In the 20 years since, it has become an omnivorous information, data collection, propaganda, and intelligence system.
And, now we are seeing that process often loosely called ‘social media’ transforming itself under our puzzled eyes into a new system of capitalism through which our whole economic and financial process is being transformed into a totally new way of valuing and transacting everything in our lives.
There was a clear, global need, purpose, goal and planning that led to the industrial revolution.
The information evolution has been largely unplanned – an ad-hoc assemblage of technological advancements, unexpected and largely ungoverned, that have unleashed broad and dangerous new threats (foreign influence, trolls, ransomware), and created a voracious data gathering eco-system where, as Tim Cook famously said, the product is “you.”
The overall result is greater divisions – a dichotomy between the developed and underdeveloped worlds that also exists within nations themselves.
For example, the obvious split in the US between its halves and have nots, the ‘deplored’ and the ‘admired’ etc. which is tearing the USA in half—has been exacerbated by this phenomenon.
And similar splits are apparent the world over.

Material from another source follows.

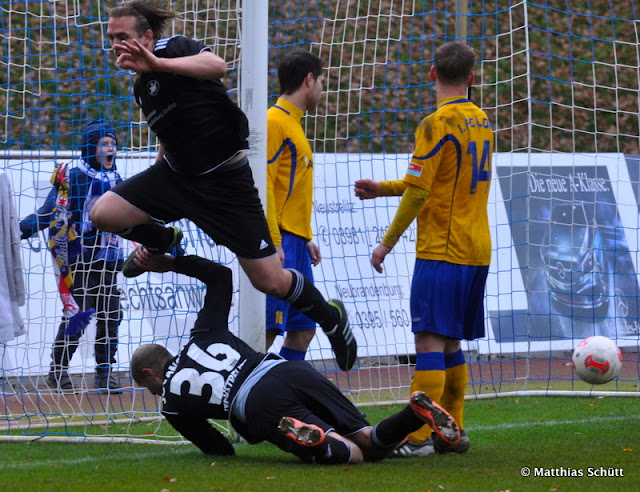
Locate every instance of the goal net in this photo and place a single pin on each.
(560, 86)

So where are we, where can we go, and how do we get there? One idea may be to rescind Section 230 of the Communications Decency Act, which relieves social media and other internet services from responsibility for the content published on their platforms.
We are in ‘never/never’ land and should never have strayed so far.
We must find our way back to ‘together land’.
Together land is the only place where peace and prosperity can coexist happily and forever!!